(Recasts after Shafik comments, new quote)

By Jemima Kelly

LONDON, Sept 28 (Reuters) - Sterling dipped back below $1.30 on Wednesday after a Bank of England policymaker said she expected the central bank would "at some point" need to add more monetary stimulus to Britain's economy to cushion the blow dealt by Brexit.

BoE Deputy Governor Minouche Shafik - who will be stepping down from the Bank's monetary policy committee next year - said a 2016 rate cut would hinge on economic data, but that she would rather act pre-emptively than "be on the back foot and do too little too late".

Shafik's comments contrasted with those of fellow MPC member Kristen Forbes, who last week said she saw no case for a further rate cut.

And they also struck a less upbeat tone than Governor Mark Carney, who said in a newspaper interview on Wednesday that the long-term prospects for the British economy were positive, helping push sterling up to as high as $1.3032 GBP=D4 in early European trading.
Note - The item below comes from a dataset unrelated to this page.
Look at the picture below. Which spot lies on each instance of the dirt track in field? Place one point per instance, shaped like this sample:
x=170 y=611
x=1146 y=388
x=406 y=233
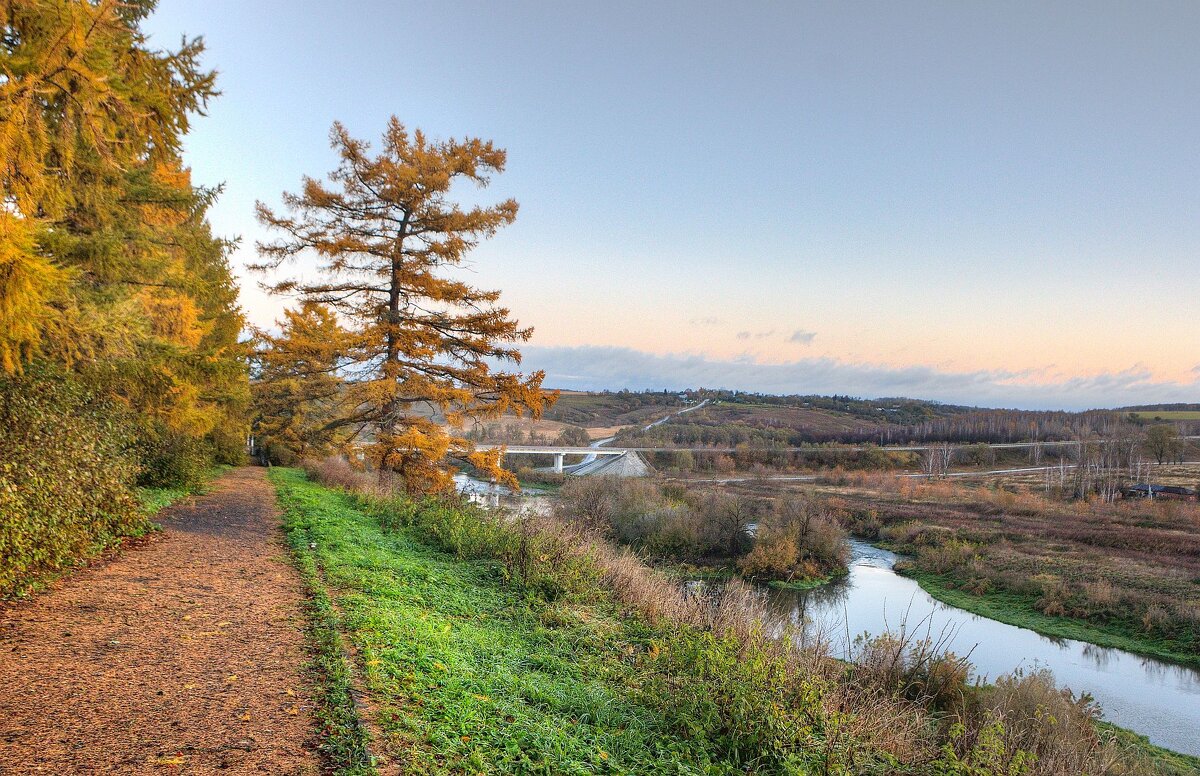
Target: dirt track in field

By 0930 GMT, sterling was trading down 0.3 percent on the day at $1.2986. Against the euro, it was also down 0.3 percent at 86.365 pence EURGBP=D4 .
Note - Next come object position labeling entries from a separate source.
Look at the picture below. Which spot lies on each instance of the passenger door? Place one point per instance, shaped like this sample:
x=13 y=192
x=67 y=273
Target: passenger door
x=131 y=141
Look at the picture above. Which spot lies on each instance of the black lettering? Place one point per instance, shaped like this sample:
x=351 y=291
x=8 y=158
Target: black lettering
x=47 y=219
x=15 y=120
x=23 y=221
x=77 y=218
"(Shafik's) comments have put a bit of sell back into the pound at a time when there seemed to be some firm buying interest," said Mizuho's head of hedge fund FX sales, Neil Jones.

"They goes against some of the commentary we had last week from some of the other members of the MPC suggesting that we're maybe done with cutting rates in the UK," he added.
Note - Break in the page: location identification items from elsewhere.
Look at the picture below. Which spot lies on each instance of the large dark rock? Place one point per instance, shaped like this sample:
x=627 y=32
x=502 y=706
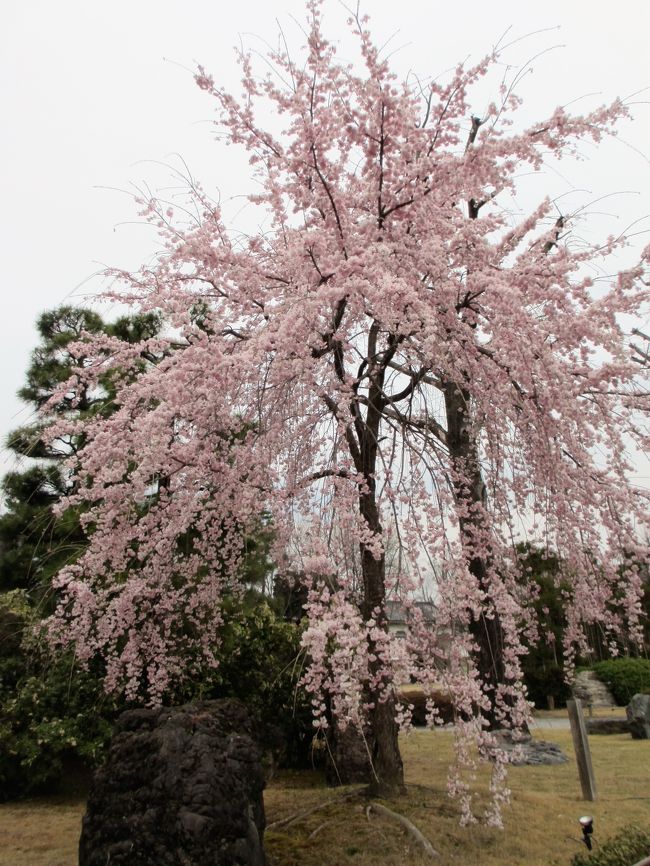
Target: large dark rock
x=638 y=717
x=181 y=787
Britain's Trade Minister Liam Fox told the World Trade Organisation on Tuesday that Brexit would not create a legal vacuum even though Britain would now pursue "a more liberalised trade agenda in the future".

Markets had been bracing for Fox's speech to point towards a "hard Brexit", a total split from the EU and its single market, that some fear could drive an exodus of banks from London, and some analysts said his softer tone had lifted sterling late on Tuesday.

But others, like HBSC's Dominic Bunning, said the move higher in sterling since Monday's low of $1.2916 GBP=D4 amounted to nothing more than a modest correction, having fallen 4 percent in three weeks.

"We're still very much in the broad post-referendum range - we were getting to the bottom of that range around $1.29, so around there you're going to get people coming in and expecting a bit of a bounce," Bunning said.

The first forecasts for the pound after the EU referendum were almost universally bleak. A number of major banks predicted a fall to around $1.20, levels not seen since the Plaza Accord's move to weaken the dollar in the mid-1980s.

But the pound has so far held up better than that, bottoming out in early July at $1.2798, still a 31-year low but a long way short of many forecasts.